Some amount spacetime-induced chunking is “forced upon” an embedded agent, in some sense, since their sensors and actuators are localized in spacetime.
Now, there’s still degrees of freedom in taking more or less coarse-grained chunkings, and more or less coarse-graining differentially along different spacetime directions or in different places. But I expect that spacetime locality mostly nails down what we need as a starting point for convergent chunking.
You can generalize mutual information to N variables: interaction information.
Well, I suppose I overstated it a bit by saying “always”; you can certainly imagine artificial setups where the mutual information between a bunch of variables is zero. In practice, however, everything in the world is correlated with everything else, so in a real-world setting you’ll likely find such a decomposition always, or almost always.
Well, not useless as such – it’s a useful formalism – but it would basically skip everything John and David’s post is describing. Crucially, it won’t uniquely determine whether a specific set of objects represents a well-abstracting category.

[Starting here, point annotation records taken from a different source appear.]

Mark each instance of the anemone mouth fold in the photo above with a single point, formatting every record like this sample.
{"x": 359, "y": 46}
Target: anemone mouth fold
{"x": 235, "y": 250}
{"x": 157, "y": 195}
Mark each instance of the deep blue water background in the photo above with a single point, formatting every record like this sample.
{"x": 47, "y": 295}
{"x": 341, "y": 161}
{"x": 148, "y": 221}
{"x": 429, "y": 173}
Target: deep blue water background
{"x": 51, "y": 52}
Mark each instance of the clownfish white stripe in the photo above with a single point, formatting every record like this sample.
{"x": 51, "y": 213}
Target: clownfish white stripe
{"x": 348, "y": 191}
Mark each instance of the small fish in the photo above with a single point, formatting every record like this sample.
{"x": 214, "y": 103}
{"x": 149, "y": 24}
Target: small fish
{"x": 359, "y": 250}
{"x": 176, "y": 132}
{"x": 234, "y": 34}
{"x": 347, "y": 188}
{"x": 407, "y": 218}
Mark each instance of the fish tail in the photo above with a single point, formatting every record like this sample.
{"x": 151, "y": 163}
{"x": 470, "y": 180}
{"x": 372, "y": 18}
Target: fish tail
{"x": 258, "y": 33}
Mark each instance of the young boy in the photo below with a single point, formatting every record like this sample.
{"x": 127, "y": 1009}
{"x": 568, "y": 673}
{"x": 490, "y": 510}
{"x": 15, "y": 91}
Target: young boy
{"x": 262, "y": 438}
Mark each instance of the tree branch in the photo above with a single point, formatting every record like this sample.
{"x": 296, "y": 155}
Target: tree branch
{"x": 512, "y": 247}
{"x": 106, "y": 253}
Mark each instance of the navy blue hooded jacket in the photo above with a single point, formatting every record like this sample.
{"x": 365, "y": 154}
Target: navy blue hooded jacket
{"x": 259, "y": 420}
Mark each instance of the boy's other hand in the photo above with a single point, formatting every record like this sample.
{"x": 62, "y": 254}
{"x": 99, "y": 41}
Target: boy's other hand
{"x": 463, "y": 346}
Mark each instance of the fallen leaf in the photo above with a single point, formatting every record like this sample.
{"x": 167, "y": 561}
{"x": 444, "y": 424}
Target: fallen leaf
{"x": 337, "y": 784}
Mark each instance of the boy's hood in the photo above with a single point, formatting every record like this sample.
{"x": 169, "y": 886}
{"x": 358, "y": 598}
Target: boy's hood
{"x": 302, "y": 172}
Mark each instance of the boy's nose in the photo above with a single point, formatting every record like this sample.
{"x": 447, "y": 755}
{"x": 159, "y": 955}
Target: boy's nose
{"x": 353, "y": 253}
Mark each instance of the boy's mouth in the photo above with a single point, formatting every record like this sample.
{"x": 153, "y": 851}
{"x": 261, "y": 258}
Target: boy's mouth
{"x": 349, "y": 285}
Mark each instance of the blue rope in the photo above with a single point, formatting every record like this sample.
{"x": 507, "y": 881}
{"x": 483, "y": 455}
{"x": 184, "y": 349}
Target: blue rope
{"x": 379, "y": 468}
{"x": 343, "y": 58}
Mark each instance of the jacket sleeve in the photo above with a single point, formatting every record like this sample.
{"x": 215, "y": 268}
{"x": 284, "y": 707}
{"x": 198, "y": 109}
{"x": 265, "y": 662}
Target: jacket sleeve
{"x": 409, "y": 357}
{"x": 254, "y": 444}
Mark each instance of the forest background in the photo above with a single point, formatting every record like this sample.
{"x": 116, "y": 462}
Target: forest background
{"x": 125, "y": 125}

The abstraction-finding algorithm should be able to successfully abstract over data if and only if the underlying data actually correspond to some abstraction. If it can abstract over anything, however – any arbitrary bunch of objects – then whatever it is doing, it’s not finding “abstractions”. It may still be useful, but it’s not what we’re looking for here.
Concrete example: if we feed our algorithm 1000 examples of trees, it should output the “tree” abstraction. If we feed our algorithm 200 examples each of car tires, trees, hydrogen atoms, wallpapers, and continental-philosophy papers, it shouldn’t actually find some abstraction which all of these objects are instances of. But as per the everything-is-correlated argument above, they likely have non-zero mutual information, so the naive “find a decomposition for which there’s a natural latent” algorithm would fail to output nothing.
More broadly: We’re looking for a “true name” of abstractions, and mutual information is sort-of related, but also clearly not precisely it.